"Arkasında da bir şey yazıyor." Kartın arkasını çevirip yazılanı okuduğumda Kaan ve Müge de benimle birlikte okumuştu.

"Belki bir gün kavuşuruz ha? Ne dersin Alya? Bu da ne demek, kim bu çocuk ve daha önce neden bana böyle birinden bahsetmedin?"

 Kaan ve Müge bir açıklama beklercesine bana baktığında cebimdeki telefonun titremişti.

Feci bir şekilde köşeye sıkışmıştım. Müge kızmakta sonuna kadar haklıydı, arkadaşlar birbirlerinden böyle bir şeyi saklamamalıydı.

"Anlatmaya değer bir şey olduğunu düşünmemiştim." İçimden bir ses bu çiçeklerin bilinmeyenden geldiğini söylüyordu. Çünkü böyle ince şeyleri sadece ondan duymuştum.

"Anlatmaya değer değil? Sana kalkıp çiçek almış lan. Bir de edebiyat patlatmış ama anlatmaya değer değil. Ne zamandan beri birbirimizden bir şeyler saklıyoruz Alya?"

"Müge, ciddi olduğunu bilmiyordum. Benimle dalga geçtiğini düşünüyordum ki hala ciddi olduğundan emin değilim."

"Emin olman için kalkıp sana evlenme teklifi etmesi gerekiyor sanırım."

"Bu konuyu neden bu kadar büyüttüğünü anlayamıyorum. Alt tarafı bir çiçek, sana ihanet etmişim gibi konuşuyorsun."

"Çünkü bu benden sakladığın ilk şey değil Alya. Gelip bana anlatmanı beklemekten yoruldum artık. Ben sana her şeyimi anlatıyorum, ama sen? Ne zaman bana güveneceksin? Ne zaman aslında bildiğim şeyleri senden dinleyeceğim ben?" Çenem histerik bir şekilde titrerken başımı iki yana sallayıp hışımla sınıfı terk ettim.

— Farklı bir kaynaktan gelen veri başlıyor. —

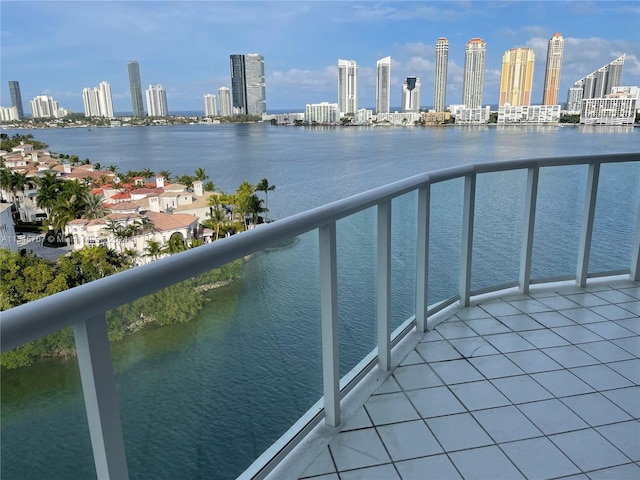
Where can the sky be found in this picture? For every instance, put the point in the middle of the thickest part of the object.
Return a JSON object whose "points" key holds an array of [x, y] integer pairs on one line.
{"points": [[58, 48]]}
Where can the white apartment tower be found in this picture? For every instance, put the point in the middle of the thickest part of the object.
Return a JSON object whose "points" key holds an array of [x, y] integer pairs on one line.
{"points": [[97, 101], [347, 86], [473, 81], [440, 80], [383, 85], [157, 101], [210, 105], [552, 72], [224, 97], [411, 95], [43, 106]]}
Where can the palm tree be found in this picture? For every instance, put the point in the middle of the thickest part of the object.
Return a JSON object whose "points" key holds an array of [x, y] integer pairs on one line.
{"points": [[200, 174], [153, 249], [255, 208], [147, 173], [263, 186], [175, 244], [49, 188], [94, 206], [166, 174]]}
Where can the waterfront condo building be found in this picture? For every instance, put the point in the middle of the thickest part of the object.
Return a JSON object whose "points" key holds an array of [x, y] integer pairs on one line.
{"points": [[136, 89], [597, 84], [473, 80], [516, 80], [322, 113], [16, 97], [43, 106], [383, 85], [157, 101], [440, 79], [347, 87], [97, 101], [224, 98], [248, 84], [210, 105], [411, 94], [552, 71]]}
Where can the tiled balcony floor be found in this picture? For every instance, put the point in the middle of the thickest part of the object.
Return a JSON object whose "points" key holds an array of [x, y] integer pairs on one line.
{"points": [[545, 385]]}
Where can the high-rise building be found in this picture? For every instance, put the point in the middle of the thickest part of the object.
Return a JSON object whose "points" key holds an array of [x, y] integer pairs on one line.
{"points": [[474, 65], [552, 72], [248, 84], [224, 97], [600, 83], [516, 80], [97, 101], [383, 85], [43, 106], [347, 87], [157, 101], [256, 88], [136, 89], [411, 94], [210, 105], [440, 80], [16, 97]]}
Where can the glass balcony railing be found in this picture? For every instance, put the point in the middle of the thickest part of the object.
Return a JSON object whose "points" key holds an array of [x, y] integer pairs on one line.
{"points": [[361, 273]]}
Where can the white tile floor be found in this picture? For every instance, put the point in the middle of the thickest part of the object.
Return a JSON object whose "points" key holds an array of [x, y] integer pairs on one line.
{"points": [[545, 385]]}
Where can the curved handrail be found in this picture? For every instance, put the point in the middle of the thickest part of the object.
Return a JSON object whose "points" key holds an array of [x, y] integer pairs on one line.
{"points": [[25, 323]]}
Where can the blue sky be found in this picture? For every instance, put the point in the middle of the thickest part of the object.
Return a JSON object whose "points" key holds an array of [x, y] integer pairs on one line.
{"points": [[58, 48]]}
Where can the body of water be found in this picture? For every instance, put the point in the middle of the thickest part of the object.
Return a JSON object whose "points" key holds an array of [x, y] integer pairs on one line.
{"points": [[203, 400]]}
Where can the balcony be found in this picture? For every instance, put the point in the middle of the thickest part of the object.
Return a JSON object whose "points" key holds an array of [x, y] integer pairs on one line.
{"points": [[481, 374]]}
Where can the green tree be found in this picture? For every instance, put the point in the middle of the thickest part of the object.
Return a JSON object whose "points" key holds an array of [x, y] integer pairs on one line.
{"points": [[264, 186], [94, 206]]}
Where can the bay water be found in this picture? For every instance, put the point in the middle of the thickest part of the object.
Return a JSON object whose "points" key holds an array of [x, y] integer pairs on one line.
{"points": [[204, 399]]}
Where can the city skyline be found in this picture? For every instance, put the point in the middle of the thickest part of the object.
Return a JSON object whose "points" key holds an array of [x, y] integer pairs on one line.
{"points": [[61, 65]]}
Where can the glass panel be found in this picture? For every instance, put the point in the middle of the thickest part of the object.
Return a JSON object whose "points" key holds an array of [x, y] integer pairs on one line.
{"points": [[356, 256], [559, 212], [403, 257], [497, 235], [616, 217], [445, 231], [44, 423]]}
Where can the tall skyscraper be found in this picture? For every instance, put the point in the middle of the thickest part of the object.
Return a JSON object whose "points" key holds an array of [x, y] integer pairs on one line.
{"points": [[383, 85], [224, 97], [210, 105], [16, 97], [473, 81], [411, 95], [347, 86], [97, 101], [599, 83], [256, 89], [516, 79], [440, 80], [552, 72], [248, 87], [43, 106], [157, 101], [136, 89]]}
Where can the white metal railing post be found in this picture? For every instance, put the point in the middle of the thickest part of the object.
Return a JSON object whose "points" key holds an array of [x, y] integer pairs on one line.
{"points": [[634, 271], [468, 210], [529, 227], [329, 318], [384, 285], [422, 257], [101, 398], [587, 224]]}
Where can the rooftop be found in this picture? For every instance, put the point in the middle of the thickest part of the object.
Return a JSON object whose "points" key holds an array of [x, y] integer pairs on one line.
{"points": [[543, 385]]}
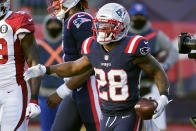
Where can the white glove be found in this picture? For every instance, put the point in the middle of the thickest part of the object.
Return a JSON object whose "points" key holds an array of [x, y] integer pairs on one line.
{"points": [[164, 66], [162, 102], [34, 71], [66, 79], [63, 91], [33, 109]]}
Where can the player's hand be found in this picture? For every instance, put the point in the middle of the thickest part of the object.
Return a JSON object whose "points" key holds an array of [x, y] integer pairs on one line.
{"points": [[33, 109], [53, 100], [162, 102], [34, 71]]}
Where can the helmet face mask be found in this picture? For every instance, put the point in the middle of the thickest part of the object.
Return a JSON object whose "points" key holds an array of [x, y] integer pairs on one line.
{"points": [[58, 8], [4, 7], [105, 30], [111, 23]]}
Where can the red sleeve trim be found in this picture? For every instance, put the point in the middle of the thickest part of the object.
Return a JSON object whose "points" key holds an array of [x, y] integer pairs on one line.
{"points": [[150, 36], [86, 45], [133, 43]]}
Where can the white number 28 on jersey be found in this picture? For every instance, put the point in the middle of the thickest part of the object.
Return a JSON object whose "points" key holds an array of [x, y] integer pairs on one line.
{"points": [[113, 85]]}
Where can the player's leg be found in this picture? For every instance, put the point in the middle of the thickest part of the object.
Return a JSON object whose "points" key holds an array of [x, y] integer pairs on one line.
{"points": [[160, 122], [14, 108], [67, 117], [88, 105], [130, 122], [149, 125], [47, 114]]}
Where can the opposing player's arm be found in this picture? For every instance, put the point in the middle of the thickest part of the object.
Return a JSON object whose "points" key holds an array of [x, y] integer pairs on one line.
{"points": [[152, 67], [72, 68], [54, 99], [31, 55]]}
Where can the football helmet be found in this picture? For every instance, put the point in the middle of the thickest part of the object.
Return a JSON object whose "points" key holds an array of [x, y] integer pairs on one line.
{"points": [[55, 7], [111, 23], [4, 7]]}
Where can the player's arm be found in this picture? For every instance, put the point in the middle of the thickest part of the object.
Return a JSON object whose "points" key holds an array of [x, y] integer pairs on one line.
{"points": [[151, 66], [31, 55], [71, 68], [66, 69], [54, 99]]}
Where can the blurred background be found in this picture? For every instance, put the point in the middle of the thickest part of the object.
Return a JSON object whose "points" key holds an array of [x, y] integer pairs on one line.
{"points": [[170, 16]]}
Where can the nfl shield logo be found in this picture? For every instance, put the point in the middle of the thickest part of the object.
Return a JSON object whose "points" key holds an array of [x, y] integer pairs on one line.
{"points": [[106, 57]]}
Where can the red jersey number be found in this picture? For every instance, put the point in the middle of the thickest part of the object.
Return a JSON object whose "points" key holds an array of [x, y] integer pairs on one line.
{"points": [[113, 85], [3, 51]]}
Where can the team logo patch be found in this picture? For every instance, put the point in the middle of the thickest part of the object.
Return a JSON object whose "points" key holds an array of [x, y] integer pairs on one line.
{"points": [[4, 29], [106, 57], [121, 12], [79, 21], [144, 50]]}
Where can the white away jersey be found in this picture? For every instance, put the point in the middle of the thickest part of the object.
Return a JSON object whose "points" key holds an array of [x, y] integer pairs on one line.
{"points": [[11, 55]]}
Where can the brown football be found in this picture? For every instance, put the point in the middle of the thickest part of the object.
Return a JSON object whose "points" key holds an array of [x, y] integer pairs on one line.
{"points": [[145, 108]]}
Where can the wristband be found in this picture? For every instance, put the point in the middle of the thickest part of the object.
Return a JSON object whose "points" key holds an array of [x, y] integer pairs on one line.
{"points": [[34, 101], [48, 70], [63, 91], [165, 92]]}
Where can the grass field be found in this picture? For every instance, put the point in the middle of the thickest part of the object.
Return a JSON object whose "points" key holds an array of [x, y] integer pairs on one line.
{"points": [[171, 127]]}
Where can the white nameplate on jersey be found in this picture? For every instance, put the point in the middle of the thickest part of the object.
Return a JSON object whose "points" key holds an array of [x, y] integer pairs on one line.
{"points": [[144, 50], [145, 42], [3, 29], [106, 57], [79, 21]]}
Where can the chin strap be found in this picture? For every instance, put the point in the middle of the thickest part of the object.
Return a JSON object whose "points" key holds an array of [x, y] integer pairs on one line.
{"points": [[85, 4]]}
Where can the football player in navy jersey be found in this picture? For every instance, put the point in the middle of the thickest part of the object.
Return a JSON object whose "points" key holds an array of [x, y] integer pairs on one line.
{"points": [[77, 28], [117, 60]]}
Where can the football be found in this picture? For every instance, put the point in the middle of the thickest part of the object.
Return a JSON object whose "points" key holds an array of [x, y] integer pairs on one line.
{"points": [[145, 108]]}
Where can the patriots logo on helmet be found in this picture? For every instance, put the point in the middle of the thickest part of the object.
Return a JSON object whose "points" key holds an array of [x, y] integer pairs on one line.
{"points": [[79, 21], [121, 12], [144, 50]]}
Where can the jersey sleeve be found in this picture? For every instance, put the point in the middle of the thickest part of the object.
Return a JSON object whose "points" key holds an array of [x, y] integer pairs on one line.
{"points": [[80, 28], [26, 23], [137, 46], [86, 46]]}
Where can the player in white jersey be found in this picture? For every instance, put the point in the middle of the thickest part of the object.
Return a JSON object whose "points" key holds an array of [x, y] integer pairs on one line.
{"points": [[17, 45]]}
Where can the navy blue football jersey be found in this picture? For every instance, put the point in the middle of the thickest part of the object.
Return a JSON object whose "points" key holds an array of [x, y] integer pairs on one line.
{"points": [[116, 75], [77, 28]]}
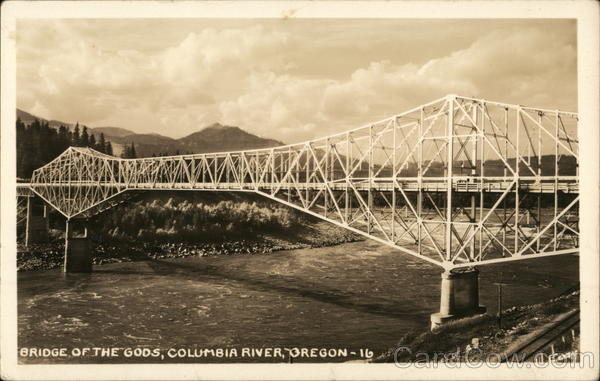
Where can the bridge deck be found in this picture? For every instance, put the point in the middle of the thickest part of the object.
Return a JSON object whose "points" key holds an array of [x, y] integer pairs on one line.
{"points": [[382, 185]]}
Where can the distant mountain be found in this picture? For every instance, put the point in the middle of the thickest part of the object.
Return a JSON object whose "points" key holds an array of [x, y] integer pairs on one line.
{"points": [[112, 131], [213, 138], [223, 138]]}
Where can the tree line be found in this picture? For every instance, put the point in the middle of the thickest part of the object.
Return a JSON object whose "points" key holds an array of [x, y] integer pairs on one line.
{"points": [[38, 144]]}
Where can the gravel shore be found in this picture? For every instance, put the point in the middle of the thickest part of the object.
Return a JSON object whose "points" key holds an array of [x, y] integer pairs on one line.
{"points": [[51, 255]]}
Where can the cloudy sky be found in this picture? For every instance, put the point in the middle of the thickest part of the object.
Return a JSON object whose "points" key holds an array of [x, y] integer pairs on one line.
{"points": [[286, 79]]}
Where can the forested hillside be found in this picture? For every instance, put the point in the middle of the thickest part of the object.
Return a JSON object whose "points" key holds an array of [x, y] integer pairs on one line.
{"points": [[38, 143]]}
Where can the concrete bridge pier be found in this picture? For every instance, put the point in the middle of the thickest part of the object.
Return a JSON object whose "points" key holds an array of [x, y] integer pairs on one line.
{"points": [[37, 227], [459, 296], [78, 252]]}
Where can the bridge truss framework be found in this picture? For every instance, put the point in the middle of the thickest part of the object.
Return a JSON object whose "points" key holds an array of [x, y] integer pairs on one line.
{"points": [[457, 182]]}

Ben sınıftan çıkarken insanlar yeni yeni girmeye başlamıştı.

Merdivenleri hızla inip tiyatro sınıfına girdiğimde kapıyı kapatıp arkasına yaslandım.

Dibine kadar haksız olduğumun farkındaydım ama Müge'ye bunları anlatmama sebebim ona güvenmemem değildi. Ona tanıdığım herkesten daha fazla güveniyordum. 

Ona anlatmamıştım çünkü... Onun gerçekten muhteşem bir ailesi vardı. Babası ve annesi gerçek bir aşkla bağlıydı birbirine. Kızlarını da bu yüzden çok seviyorlardı. Müge'ye karşı her zaman ilgili ve sorumluluk sahibi olmuşlardı.

Ama benimkiler... Boşandıklarından beri umurlarında bile değildim. Annem kullandığı sinir haplarından dolayı sürekli uykuluydu ve doğum günümü bile unutmuştu. Babamın benimle ilgili gibi görünmesinin tek sebebiyse vicdanını rahatlatmaktı.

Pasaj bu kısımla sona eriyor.